Australian Pioneers and Explorers
'I made my own tracks.'
1911 - 1976
Len Tuit was the genuine outback 'man of few words'. Even his name appears abbreviated. His eyes, however, always seemed to be gazing down a long, long road.
Tuit was just 21 when he drove his Diamond T overland from Adelaide to Alice Springs. It took eleven bone-rattling, truck-breaking days and somewhere near the Pichi Richi Pass all the money he had got shaken loose. There was nothing for it but to get a job.
For four years he drove the rough road between Alice Springs and Tennant Creek, carting perishables one way and metals from the mines the other. In 1936 he bought a new Ford and carted supplies to the Granites and Tanami goldfields.
When Darwin was bombed in 1942 evacuees could take the train only as far south as Birdum Creek. They were then happy to ride on the back of Len's truck to the railhead at Alice Springs.
That great thousand kilometre gap in the Australian rail system became Len's window of opportunity. Through the war years his trusty truck was a vital freight link to the north. After the war he bought a prime mover from the army, fitted its trailer with bench seats and a canvas canopy, and carried passengers as well.

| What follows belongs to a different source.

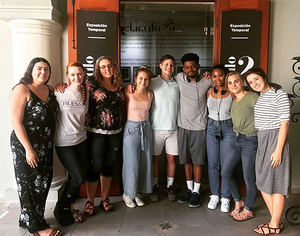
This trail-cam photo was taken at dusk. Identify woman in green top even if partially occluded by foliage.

The locals dubbed it 'the butterbox'.
The train between Birdum Creek and Darwin took 48 hours to cover the 500 kilometres. Len reckoned he could do better with the butterbox. When he showed the government he could cover the whole 1500 kilometres from Alice Springs in just three days they gave him the mail contract.
The future had just caught up with the Birdum Creek rail line - Len was soon running a fleet of coaches up and down the long dusty road to Darwin.
But the road he was now really interested in did not yet exist. In 1950 he led a Sydney school group on the first tour of Ayers Rock. They took three days to get there, bouncing across the desert from the highway.
He tried to get the government to put in a road, but met with years of resistance. 'A grader could get lost for several days in that country,' was the official position.
Len saw it differently. He put bus bodies on the back of army surplus four-wheel-drives and started regular runs to the Rock. When they saw he didn't get lost after all, the government relented and sent in the graders. They even granted him a lease at the Rock for a campsite ... provided he could find water. The bore he sank became the artery that pumped life into remote Ayers Rock.
Len went on to open up Palm Valley and Serpentine Gorge before selling most of his business to Ansett. He retained just a local bus service in Alice Springs.
He was happy being the school bus driver. And most happy come school holidays.
Len would drive to Borroloola, scattering kids at various stations along the way. He would then go fishing before collecting them all on his way back, and delivering them to school for the new term.
It was a round trip of nearly 3000 kilometres.
To Len it was just another long, long road.